A perception survey by the Central Bank of Kenya’s Monetary Policy Committee (MPC) reveals that commercial banks expect the settlement of pending bills by the National and County governments owed to businesses will spur the economy towards a vibrant credit environment.

The banks, however, cited their inability to effectively price risk due to the existing interest rate caps, as the most significant deterring factor to faster private sector credit growth.

While presenting the budget statement to parliament last Thursday, National Treasury Cabinet Secretary Henry Rotich announced the interest rate caps will be removed within the 2018/2019 financial year.

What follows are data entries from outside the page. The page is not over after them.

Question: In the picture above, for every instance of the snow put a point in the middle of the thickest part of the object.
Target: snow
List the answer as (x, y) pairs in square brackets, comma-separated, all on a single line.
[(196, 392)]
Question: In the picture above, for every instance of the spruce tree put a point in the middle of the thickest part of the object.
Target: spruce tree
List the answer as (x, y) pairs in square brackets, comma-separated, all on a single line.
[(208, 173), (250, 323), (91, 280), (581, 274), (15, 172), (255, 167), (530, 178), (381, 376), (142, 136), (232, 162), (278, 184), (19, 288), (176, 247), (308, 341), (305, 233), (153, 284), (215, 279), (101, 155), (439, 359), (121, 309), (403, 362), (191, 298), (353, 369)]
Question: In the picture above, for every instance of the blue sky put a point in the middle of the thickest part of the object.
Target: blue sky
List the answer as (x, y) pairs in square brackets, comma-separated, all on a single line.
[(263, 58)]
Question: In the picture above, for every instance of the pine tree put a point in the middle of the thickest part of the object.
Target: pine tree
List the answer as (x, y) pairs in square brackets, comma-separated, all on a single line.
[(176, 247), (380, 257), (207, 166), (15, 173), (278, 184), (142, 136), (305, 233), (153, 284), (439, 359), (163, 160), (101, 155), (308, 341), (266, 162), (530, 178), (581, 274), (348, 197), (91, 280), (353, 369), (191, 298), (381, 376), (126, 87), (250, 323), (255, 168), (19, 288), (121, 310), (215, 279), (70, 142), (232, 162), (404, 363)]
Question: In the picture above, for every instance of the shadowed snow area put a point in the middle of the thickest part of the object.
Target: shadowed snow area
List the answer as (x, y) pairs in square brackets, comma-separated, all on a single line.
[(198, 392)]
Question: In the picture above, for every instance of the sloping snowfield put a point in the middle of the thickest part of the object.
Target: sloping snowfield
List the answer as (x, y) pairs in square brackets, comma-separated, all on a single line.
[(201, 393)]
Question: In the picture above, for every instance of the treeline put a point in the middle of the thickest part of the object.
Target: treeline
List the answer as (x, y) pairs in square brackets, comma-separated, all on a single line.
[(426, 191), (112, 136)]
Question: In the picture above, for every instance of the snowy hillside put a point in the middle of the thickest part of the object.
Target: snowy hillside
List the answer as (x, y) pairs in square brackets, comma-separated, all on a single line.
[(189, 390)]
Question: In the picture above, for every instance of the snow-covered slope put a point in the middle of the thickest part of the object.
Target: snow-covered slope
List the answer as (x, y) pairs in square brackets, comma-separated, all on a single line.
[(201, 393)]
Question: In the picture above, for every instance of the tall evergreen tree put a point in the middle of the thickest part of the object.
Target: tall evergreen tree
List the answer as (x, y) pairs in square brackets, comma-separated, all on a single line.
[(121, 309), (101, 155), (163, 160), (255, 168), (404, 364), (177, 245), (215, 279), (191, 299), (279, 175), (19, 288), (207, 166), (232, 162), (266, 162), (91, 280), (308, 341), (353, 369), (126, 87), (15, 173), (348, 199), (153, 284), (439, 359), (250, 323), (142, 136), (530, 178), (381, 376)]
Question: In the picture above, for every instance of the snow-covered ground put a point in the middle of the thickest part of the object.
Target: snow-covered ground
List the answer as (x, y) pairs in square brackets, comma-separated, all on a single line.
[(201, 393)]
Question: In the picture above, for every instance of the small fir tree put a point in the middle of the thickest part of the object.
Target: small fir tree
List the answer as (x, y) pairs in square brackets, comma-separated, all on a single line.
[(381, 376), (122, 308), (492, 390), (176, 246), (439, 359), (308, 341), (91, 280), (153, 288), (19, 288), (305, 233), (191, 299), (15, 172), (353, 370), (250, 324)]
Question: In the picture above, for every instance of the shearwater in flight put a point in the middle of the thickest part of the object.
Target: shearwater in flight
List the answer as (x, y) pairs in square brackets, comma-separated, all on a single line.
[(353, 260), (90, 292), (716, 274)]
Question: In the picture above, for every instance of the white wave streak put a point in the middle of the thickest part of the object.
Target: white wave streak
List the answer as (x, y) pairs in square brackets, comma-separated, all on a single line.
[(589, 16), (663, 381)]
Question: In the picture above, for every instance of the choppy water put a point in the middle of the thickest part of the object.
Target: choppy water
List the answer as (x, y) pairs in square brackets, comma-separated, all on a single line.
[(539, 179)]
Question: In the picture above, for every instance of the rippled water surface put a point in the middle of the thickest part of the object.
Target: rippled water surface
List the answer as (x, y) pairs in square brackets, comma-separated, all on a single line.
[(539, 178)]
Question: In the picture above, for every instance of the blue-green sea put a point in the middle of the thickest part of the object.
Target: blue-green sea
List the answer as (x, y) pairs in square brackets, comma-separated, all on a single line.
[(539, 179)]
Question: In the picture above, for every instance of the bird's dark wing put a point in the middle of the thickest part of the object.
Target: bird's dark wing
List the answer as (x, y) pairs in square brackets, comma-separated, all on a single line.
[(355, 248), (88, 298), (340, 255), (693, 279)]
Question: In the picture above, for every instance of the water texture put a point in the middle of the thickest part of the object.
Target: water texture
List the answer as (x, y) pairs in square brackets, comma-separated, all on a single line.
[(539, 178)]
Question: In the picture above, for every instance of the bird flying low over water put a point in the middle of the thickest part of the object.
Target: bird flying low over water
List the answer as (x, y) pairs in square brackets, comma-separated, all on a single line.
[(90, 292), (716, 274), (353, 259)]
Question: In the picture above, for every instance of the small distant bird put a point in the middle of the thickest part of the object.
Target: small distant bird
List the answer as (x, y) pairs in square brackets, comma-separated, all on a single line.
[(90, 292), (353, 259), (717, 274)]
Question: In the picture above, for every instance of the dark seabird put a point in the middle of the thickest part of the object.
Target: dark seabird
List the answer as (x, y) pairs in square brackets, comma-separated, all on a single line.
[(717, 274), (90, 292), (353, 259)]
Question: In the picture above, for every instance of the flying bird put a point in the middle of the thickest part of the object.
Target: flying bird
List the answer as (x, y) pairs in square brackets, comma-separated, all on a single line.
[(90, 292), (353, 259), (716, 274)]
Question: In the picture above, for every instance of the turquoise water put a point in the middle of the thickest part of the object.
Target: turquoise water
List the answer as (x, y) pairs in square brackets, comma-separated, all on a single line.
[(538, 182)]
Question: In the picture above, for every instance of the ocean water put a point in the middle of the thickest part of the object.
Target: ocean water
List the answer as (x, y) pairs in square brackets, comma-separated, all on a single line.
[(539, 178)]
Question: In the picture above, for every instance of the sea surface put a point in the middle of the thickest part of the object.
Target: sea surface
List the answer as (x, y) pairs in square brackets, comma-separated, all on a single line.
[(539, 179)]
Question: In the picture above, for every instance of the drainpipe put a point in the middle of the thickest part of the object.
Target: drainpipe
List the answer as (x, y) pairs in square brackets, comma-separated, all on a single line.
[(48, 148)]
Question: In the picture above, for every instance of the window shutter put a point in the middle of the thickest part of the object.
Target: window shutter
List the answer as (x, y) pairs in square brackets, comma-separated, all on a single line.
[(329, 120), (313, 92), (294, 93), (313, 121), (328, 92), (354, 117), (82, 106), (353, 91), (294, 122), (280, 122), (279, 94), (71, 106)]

Rotich admitted that the interest rate ceiling has contributed to slow growth in credit to the private sector especially to micro, small & medium enterprises (MSMEs) in the agriculture and trade sectors.

“The aim of the amendment which was to expand access to financial services and increase return on savings has not been achieved since banks have shied away from borrowers they consider riskier and have priced above the maximum lending rate.

“In this regard, the Government is putting in place a package of reforms aimed at optimizing lending to the private sector while at the same time encouraging innovation in the financial sector in Kenya,” said Rotich.

The World Bank, in its Kenya Economic Update in December 2017, said a lag in credit to the private sector from 2015 was partly to blame for the country’s slowdown of economic performance.

The MPC survey, however, shows Commercial banks, microfinance banks and non-bank private sector firms say they expect higher economic growth in 2018/2019 supported by agriculture due to favourable weather conditions, continuing Government spending on infrastructure, focus on the Big 4 priority areas and growth in foreign direct investment.